During preschool storytimes, I like to select stories that invite some participation from the audience. I like to ask questions, or ask the kids to make animal noises, or leave the last word in a couplet hanging so the kids can fill it in. Inviting this kind of participation took a little bit of practice for me when I first started doing storytimes, but it really can make the time a lot more interesting when you have some generated feedback from your audience.
Sometimes books make generating this interaction very, very easy by asking questions themselves. Take a book I read this week during my dinosaur storytime: the much-beloved How Do Dinosaurs Say Goodnight?, written by Jane Yolen and illustrated by Mark Teague. Each page asks a question about how a dinosaur acts at bedtime: "Does a dinosaur slam his tail and pout? Does he throw his teddy bear all about?" As you read this story out loud it practically demands that that the kids answer the question with a firm "no!" as they pull together with Papa and Mama for very good dinosaur behavior.

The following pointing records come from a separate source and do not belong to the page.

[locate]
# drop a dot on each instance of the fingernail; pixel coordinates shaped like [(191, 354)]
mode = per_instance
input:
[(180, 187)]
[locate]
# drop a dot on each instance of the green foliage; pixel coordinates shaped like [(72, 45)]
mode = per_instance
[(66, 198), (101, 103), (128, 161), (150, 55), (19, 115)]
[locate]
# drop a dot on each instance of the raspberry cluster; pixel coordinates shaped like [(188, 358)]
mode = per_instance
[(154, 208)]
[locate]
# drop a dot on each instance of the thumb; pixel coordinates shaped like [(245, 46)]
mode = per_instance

But I have to admit that there is one story that has never gotten an audience to be excited about participating in all the times I have read it. What is this elusive book? Don't Let the Pigeon Drive the Bus! by Mo Willems. A modern classic, and one that has been touted by reviewers and librarians for the very thing I cannot get it to do: get kids to participate. I don't know what it is, but I just cannot get the kids to work with me when I read this story. In this book a bus driver must step away from his vehicle and asks readers to keep the bus safe from the pigeon. Pigeon then spends the rest of the book begging the reader to please, please, please let me drive the bus anyway. Despite the fact that so many grown-ups who are supposedly very good at this sort of thing insist that kids will naturally want to say "no" to Pigeon, I just can't get my kids to do it. Most of the time they are silent, and occasionally they think it would be a great idea to disregard the bus driver and hand over the keys to Pigeon. I've tried this story with different audiences, I've tried adding some additional prompting as I read - nothing works!
What is the moral of this story? Not every book works for every librarian/teacher/parent, and not every trick works with every child. As a librarian I can't just take other people's word for it when I plan storytimes - I have to find books and activities that I'm comfortable with and make them my own. That, not books with great reviews, will make storytime special.